Background
Lipoprotein(a) [Lp(a)] is a risk factor for cardiovascular disease. The burden of thrombus in ST-segment elevation myocardial infarction (STEMI) has implications on treatment and outcomes. However, the association between Lp(a) and atherothrombosis in STEMI remains unclear.
Objectives
Determine the association between Lp(a) and culprit artery thrombus burden in younger patients with STEMI.
Methods
Single-centre study of 83 patients aged <65 years with STEMI between 2016-2018 who underwent percutaneous coronary intervention and measurement of Lp(a); those receiving thrombolytic therapy were excluded. Thrombus burden in the culprit artery was determined angiographically using the Thrombolysis in Myocardial Infarction score and classified as absent-to-small, moderate, or large.

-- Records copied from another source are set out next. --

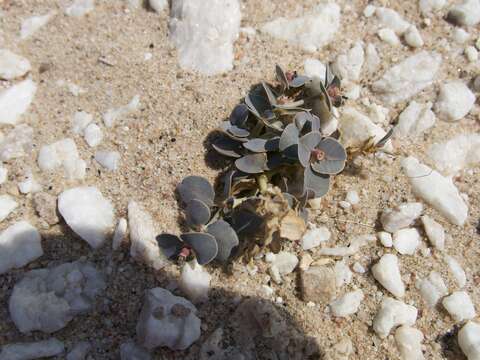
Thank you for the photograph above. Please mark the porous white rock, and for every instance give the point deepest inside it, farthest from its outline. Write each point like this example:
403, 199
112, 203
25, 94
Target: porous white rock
114, 114
80, 8
393, 313
12, 65
20, 244
7, 205
17, 143
455, 100
347, 304
93, 135
120, 233
456, 154
314, 237
167, 320
62, 153
432, 288
144, 246
348, 66
434, 231
469, 340
414, 120
406, 241
32, 350
195, 281
459, 306
436, 190
356, 128
312, 31
387, 273
400, 217
32, 24
15, 101
108, 159
88, 213
48, 299
204, 32
409, 343
457, 271
408, 77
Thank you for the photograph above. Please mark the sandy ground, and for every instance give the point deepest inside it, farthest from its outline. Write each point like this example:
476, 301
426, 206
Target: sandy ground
165, 141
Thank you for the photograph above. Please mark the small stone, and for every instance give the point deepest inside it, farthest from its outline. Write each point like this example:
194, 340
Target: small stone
469, 340
409, 343
318, 284
314, 237
177, 330
435, 232
393, 313
348, 304
455, 100
32, 350
406, 241
459, 306
400, 217
387, 273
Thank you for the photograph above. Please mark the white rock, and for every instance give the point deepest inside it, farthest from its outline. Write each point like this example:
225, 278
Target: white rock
409, 343
314, 68
406, 241
457, 271
467, 13
432, 289
348, 304
32, 24
438, 191
32, 350
393, 313
455, 100
314, 237
459, 306
387, 273
108, 159
195, 281
20, 244
80, 8
16, 143
120, 233
469, 340
402, 216
12, 65
458, 153
204, 32
48, 299
348, 66
408, 77
414, 120
143, 234
7, 205
88, 213
372, 59
389, 36
391, 19
312, 31
114, 114
435, 232
79, 351
167, 320
356, 128
15, 101
429, 6
385, 238
93, 135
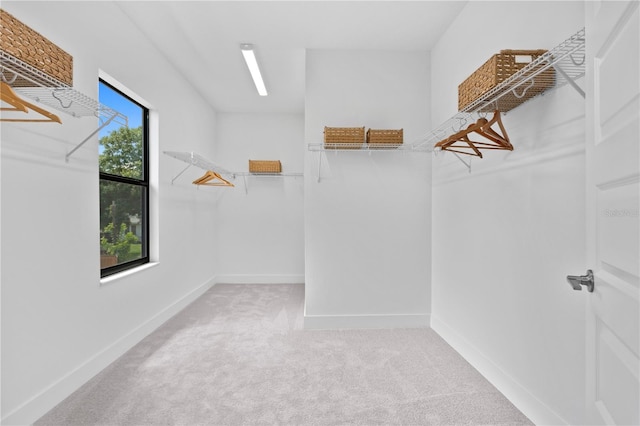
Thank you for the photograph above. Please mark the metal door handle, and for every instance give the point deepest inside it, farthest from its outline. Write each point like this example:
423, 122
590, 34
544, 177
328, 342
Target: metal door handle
577, 281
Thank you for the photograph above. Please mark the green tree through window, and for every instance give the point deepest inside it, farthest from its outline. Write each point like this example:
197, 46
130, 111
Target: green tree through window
124, 185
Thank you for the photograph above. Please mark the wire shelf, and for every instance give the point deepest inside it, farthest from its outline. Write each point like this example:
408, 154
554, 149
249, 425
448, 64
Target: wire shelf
197, 160
378, 147
30, 82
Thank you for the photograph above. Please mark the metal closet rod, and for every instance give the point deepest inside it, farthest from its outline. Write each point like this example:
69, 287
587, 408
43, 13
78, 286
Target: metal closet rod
37, 85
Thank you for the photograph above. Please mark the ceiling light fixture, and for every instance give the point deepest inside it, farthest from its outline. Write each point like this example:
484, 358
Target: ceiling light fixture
250, 59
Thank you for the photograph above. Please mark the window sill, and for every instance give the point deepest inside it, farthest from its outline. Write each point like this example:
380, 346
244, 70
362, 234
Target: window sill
126, 274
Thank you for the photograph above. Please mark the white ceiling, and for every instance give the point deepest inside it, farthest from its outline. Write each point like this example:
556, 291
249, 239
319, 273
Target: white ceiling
202, 39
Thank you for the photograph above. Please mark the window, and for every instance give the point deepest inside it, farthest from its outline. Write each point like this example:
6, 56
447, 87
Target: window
124, 184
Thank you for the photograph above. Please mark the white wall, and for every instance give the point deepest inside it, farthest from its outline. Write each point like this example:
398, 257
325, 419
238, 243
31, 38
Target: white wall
368, 221
260, 232
60, 326
506, 235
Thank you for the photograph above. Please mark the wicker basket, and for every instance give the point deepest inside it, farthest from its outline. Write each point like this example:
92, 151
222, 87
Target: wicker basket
496, 70
25, 44
343, 137
384, 137
265, 166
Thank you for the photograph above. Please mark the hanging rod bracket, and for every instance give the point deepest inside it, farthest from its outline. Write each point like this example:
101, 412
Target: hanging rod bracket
66, 158
569, 80
181, 172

Elevated Lp(a) was defined as plasma mass concentration >30 mg/dL. Multivariate analysis was performed adjusting for cardiovascular risk factors.
Results
The mean age was 48.08.4 years and 78.3% were male. Thirteen (16%), 9 (11%) and 61 (73%) patients had small, moderate, or large thrombus burden, respectively, and 34 (41%) had elevated Lp(a). Elevated Lp(a) was associated with greater thrombus burden compared to normal Lp(a) (large burden 85% versus 65%; P=0.024). Elevated Lp(a) was associated with moderate or large thrombus in univariate [OR 10.70 (95% CI 1.32-86.82); P=0.026] and multivariate analysis [OR 10.33 (95% CI 1.19-89.52); P=0.034]. Lp(a) was not associated with culprit artery or stenosis location according to culprit artery.
Conclusions
Elevated Lp(a) is associated with greater thrombus burden in younger patients with STEMI. The finding of this observational study accords with the thrombotic and anti-fibrinolytic properties of Lp(a). A causal relationship requires verification.